In 2015, ESPN estimated that 70 million March Madness brackets would be filled out with almost 12 million being submitted through ESPN. Astoundingly, only 40 million Americans were responsible for submitting the grand total of 70 million brackets. The statistics show that if you are to participate in March Madness, you are likely fill out at least more than one bracket.

Your odds of completing a perfect bracket currently sit at one in 9.2 quintillion (you read that right) which means that the odds of actually becoming a professional basketball player or getting struck by lightning are higher. To say those odds are not in the favor of those who fill out brackets would be lowballing it. Filling out a perfect March Madness bracket is an all but impossible task that Americans continue to believe they can achieve.

Every so often, someone will scratch the surface of submitting a potentially perfect bracket, such was the case last year with ESPN user Malaquias4394. Darren Rovell notes that Malaquias4394 was perfect after 35 games, shattering last year’s record of 25 by a considerable margin.

Darren Rovell Tweet

Now, you might be thinking the random user who picked 35 games correctly must have watched at least a few big college basketball games last year. There is no way that someone could have possibly just picked that many games correctly at random. Well, that’s pretty much what happened. In an interview with Darren Rovell, the mystery man admitted that he had not watched an entire game from start to finish all year long.

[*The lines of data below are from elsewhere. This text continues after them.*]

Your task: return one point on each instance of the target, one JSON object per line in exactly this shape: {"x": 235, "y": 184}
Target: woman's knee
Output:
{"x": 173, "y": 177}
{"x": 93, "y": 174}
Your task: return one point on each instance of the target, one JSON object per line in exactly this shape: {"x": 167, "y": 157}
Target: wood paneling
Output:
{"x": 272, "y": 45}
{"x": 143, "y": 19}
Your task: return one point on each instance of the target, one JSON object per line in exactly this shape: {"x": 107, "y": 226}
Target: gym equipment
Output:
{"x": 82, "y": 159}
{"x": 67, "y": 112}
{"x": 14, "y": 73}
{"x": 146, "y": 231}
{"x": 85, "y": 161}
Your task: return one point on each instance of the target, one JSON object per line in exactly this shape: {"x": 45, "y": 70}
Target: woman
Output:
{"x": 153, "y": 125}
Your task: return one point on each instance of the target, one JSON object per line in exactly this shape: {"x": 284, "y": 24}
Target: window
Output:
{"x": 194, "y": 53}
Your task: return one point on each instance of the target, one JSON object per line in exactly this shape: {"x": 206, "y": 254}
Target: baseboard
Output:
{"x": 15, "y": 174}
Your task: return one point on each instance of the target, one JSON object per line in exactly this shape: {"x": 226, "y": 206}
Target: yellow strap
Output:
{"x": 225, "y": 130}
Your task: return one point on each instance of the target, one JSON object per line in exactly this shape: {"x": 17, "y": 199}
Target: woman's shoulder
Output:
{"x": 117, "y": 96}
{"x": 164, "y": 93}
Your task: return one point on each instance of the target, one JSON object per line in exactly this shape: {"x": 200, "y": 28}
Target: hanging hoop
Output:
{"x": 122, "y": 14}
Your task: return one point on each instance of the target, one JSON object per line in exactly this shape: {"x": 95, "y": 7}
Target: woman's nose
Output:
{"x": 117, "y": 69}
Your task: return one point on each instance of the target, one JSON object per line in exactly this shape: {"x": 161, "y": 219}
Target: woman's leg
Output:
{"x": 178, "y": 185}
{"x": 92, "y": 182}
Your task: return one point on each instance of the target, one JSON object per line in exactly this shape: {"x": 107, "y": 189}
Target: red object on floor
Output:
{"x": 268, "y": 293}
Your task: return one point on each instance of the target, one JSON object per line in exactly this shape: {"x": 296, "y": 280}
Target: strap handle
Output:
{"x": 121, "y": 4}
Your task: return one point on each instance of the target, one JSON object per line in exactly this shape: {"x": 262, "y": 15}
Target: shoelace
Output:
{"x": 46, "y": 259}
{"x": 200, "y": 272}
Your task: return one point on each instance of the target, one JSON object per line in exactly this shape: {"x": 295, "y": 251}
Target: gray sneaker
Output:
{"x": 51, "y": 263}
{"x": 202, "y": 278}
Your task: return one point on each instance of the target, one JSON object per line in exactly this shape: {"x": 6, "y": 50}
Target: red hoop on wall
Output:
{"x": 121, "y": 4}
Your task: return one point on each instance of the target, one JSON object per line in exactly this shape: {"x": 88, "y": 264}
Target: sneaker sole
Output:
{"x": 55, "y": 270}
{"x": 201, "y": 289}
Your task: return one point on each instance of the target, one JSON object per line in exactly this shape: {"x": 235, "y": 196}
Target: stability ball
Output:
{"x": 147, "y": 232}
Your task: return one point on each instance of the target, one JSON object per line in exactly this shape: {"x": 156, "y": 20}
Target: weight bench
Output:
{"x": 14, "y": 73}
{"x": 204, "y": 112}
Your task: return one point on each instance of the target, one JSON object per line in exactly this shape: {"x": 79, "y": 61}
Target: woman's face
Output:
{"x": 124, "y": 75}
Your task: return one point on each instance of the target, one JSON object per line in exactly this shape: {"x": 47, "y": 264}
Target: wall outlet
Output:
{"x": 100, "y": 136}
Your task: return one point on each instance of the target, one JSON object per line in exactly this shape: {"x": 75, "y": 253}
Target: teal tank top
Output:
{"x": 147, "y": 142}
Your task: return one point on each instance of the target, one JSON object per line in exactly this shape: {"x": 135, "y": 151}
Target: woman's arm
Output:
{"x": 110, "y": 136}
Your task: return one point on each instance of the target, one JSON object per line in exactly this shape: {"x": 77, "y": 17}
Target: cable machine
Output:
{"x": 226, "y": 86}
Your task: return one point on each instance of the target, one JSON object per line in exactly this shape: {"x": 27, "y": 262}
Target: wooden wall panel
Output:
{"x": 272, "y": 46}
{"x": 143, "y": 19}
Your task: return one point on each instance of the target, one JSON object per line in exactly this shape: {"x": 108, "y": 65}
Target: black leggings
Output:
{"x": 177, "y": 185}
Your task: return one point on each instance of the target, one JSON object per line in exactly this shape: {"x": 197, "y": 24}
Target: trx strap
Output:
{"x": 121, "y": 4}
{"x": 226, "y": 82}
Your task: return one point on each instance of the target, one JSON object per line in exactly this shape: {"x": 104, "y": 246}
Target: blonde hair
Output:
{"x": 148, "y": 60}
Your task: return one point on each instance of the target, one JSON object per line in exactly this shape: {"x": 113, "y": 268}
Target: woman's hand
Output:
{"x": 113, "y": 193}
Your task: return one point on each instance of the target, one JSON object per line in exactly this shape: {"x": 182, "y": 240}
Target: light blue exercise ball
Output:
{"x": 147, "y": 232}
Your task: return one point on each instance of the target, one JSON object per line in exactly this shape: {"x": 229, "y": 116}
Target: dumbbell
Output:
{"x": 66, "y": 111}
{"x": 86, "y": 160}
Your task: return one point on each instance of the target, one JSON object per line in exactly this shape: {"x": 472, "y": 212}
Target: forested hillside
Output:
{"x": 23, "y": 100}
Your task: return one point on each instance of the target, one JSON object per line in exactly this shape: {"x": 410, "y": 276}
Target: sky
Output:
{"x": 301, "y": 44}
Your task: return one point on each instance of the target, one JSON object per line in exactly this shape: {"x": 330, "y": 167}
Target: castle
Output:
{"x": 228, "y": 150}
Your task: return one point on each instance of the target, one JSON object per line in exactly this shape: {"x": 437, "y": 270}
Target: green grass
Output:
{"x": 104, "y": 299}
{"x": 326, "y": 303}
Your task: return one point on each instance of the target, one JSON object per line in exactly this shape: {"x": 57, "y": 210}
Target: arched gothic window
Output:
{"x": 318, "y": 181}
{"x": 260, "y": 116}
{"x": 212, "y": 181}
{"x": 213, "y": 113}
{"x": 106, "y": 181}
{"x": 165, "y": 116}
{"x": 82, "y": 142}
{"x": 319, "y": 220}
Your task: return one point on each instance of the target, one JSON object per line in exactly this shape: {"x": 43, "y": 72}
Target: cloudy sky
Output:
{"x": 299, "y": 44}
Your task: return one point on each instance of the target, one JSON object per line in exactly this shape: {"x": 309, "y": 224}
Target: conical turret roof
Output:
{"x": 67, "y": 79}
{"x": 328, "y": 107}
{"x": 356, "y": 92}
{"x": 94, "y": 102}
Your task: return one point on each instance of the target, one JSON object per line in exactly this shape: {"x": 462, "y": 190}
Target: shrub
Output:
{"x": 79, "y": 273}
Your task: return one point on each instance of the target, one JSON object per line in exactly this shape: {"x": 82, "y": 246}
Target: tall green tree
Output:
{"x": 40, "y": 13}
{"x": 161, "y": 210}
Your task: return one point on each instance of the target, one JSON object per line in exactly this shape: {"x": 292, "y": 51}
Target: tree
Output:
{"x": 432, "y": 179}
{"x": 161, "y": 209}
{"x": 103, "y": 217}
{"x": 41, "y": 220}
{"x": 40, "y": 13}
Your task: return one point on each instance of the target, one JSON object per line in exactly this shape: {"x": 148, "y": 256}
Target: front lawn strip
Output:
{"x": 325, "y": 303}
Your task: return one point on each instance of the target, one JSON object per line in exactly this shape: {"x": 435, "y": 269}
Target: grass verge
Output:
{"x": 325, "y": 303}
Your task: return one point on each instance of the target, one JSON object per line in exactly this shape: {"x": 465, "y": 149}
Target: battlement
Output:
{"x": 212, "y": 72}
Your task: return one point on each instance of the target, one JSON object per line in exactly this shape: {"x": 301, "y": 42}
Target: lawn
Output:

Could it be that Malaquias4394 is simply selling himself short and actually put a great deal of effort into filling out his brackets? I wouldn’t bet on it. After correctly selecting 35 games in a row, this basketball savant predicted that Duke would beat Kansas 58-0 in the championship game. This goes to show that his previous picks were more or less done completely blind with almost no thought put into them.

Bracketology, a term created by ESPN’s Joe Lunardi, has spawned jobs solely dedicated to the NCAA tournament. Lunardi for example releases an annual breakdown of the tournament’s 64 team field and who he believes deserves to play for the national championship. Almost any sports website is likely to create a breakdown of “March Madness for dummies” explaining the easiest ways to succeed in creating a bracket. The buzz of Bracketology never ends.

Show Me the Money

Not only are jobs created as a result of March Madness brackets, but enormous sums of money are also risked. Several websites claim that an estimated $3 billion are gambled annually on the tournament.

The most amazing part of the multi-billion dollar event known as March Madness is that the greatest success rarely equates to basketball knowledge. A 12-year-old named Sam Holtz was also wildly successful in filling out a bracket last year, finishing tied in the competition with ESPN user Malaquias4394. Neither of these tournament champions claim to have watched a single regular season game last season.

People are gambling huge sums of money on a 3-week sporting event, those who are willing to risk the most must have at least basic knowledge of NCAA basketball. It would be incredibly unwise to bet money on an event that you are clueless about. But the most successful bracket created last year was done by a man who didn’t even watch a full game during the regular season. This is not concrete fact, but I find it doubtful that ESPN user Malaquias4394 invested any money into the tournament considering the fact he created two brackets 15 minutes before the online deadline. Yet, millions of Americans fill out brackets and gamble with a certain level of confidence every single year.

While filling out a free bracket on ESPN and betting money on the tournament are two very different things, the success of Malaquias4394 and Sam Holtz goes to show how gambling on the tournament is unwise. Two people with very little basketball knowledge experienced greater success than most gamblers last year. Rational thought will not help you create a successful March Madness bracket.

People love the thrill of possibly picking the entire tournament correctly, winning money, and having ESPN talk about them for every NCAA tournament to come. There is no doubt that I will be filling out a bracket this year as well.

Millions of Americans, myself included, simply cannot avoid the Madness.